It is nearing midnight. My daughter and her family are with my son-in-law's family all the way over there in another state. The winter holidays work well when one family is Christian and the other is not. I am the not.
My oldest grandson had his holiday program on Thursday, so I was invited to come a day early because our first wintery weather was expected. It mostly rained here, but where they live it had snowed the couple of days before and more was expected for most of the state.
The program was so wonderful. The students in his school are being taught American sign language and the final performance was the entire school singing and signing a song about wishing that no one would be sad or feel bad and it was so beautiful. Watching them signing as effortlessly as taking a breath was a powerful experience. The little one sat between his mother and me on our folded coats and we all watched, completely enthralled.
We celebrated Yule early so that they could get away west as soon as possible, bad weather forecast and all. Yule dinner is always on me and since the boys came along, is always take-out from their favorite Chinese restaurant. And, their favorite dish is meat on a stick, lots of it. We get enough food for two huge meals, and it is really delicious.
The big snow did arrive, and I spent another couple of nights until it stopped and we could dig out. There was less and less snow and icky roads as I came closer to home and when I got here the streets were clear and dry, with barely a dusting of the white stuff left on the grass. Apparently it was seriously windy, though there was not much damage.
My little angel was sick. I knew it. He knew it and everyone else did. I let him kiss me anyway. I keep promising myself that when they are ill that we will hug and snuggle, but that no kissing will take place. I cave every time. I get their illness. Every time.
So. I have been sick since Friday night. Taking lots of meds and keeping it at bay. No voice. Too bad no one else is around to appreciate the lack of my chattering. Except for CoolCat, and he is mostly bewildered by the occasional squeak, and alarmed by the nearly constant coughing. Hack. Lordy. I have been taking this mucus-reducing stuff and it might be working. At least I do not have a crappy infection in my crappy lungs.

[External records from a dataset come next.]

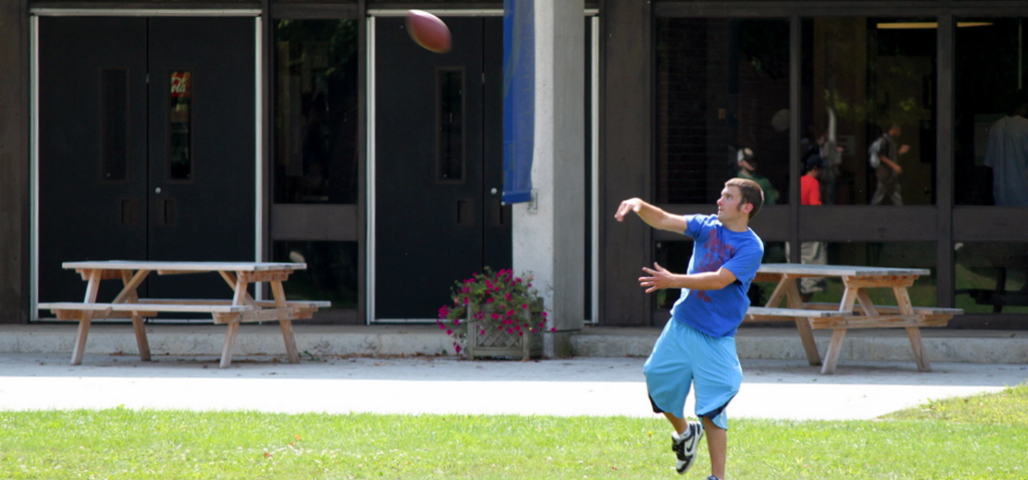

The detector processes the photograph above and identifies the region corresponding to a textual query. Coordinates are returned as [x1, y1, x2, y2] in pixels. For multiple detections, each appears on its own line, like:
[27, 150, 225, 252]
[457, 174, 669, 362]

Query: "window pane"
[168, 71, 194, 180]
[272, 242, 358, 309]
[955, 243, 1028, 313]
[954, 19, 1028, 207]
[656, 19, 790, 205]
[274, 20, 358, 204]
[436, 69, 464, 183]
[101, 69, 129, 181]
[798, 17, 938, 205]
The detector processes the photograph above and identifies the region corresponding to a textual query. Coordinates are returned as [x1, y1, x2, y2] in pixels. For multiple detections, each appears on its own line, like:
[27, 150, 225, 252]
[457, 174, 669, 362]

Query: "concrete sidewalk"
[0, 354, 1028, 419]
[0, 322, 1028, 363]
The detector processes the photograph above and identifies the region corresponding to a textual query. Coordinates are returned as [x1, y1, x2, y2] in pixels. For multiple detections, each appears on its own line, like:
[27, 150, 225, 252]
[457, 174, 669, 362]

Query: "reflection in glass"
[953, 19, 1028, 207]
[272, 242, 358, 309]
[798, 17, 937, 205]
[274, 20, 358, 204]
[168, 71, 193, 180]
[656, 19, 790, 205]
[954, 243, 1028, 313]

I took a month off from work, am half-way through it. I needed the time to try and become healthier. The results from my check-up a few weeks ago were not great and I am kind of ashamed that I have let lots of things go during the mess. You either pay attention or you pay the price.
Therapy, well, what can I say. I apparently need it, and I do not hate it as much as I used to, although I still mostly hate it. I might stop. It is not as though I do not appreciate the work that needs to be done or that I need to do the work. I get all of that. The work on being able to have feelings, you know, like a normal person, well, that is too difficult. I cannot even get close to dealing with what happened. If I do that, get close, do the work, I will have to feel stuff again. I will have to relive all of that. I think that I cannot do that, but mostly it is because I will not. I am not going there.
And, here we are. At least I am. I have this new life, whatever it is or can be will be of my own making. I kind of love where I am right now. No sense messing it up.
The good part is that this holiday season is the best I have ever had. Ever. At least for the past forty years or so. No stress and worry about doing the wrong thing without ever the benefit of knowing what that might actually be. No concealing what was really happening and making all nice and cheerful so that no one would know. So many secrets. So many and I will never share them with anyone. There are a few people who have the general outline, as it were, but no one, not a single person knows the truth, besides me and someone who is not me. This is take to your grave stuff.
When someone is alone during regular family-get-together things the popular theory is that that person is most likely feeling vulnerable and lonely. I am certain that is so for some people. The news lately has been so full of terrible things, stunning loss and natural disasters and lost jobs and serious health issues and so much more. I am not comparing myself and my circumstances to those of anyone else, but I am grateful that I am doing as well as I am. I am more lucky than I deserve to be. It simply does not get any better than this.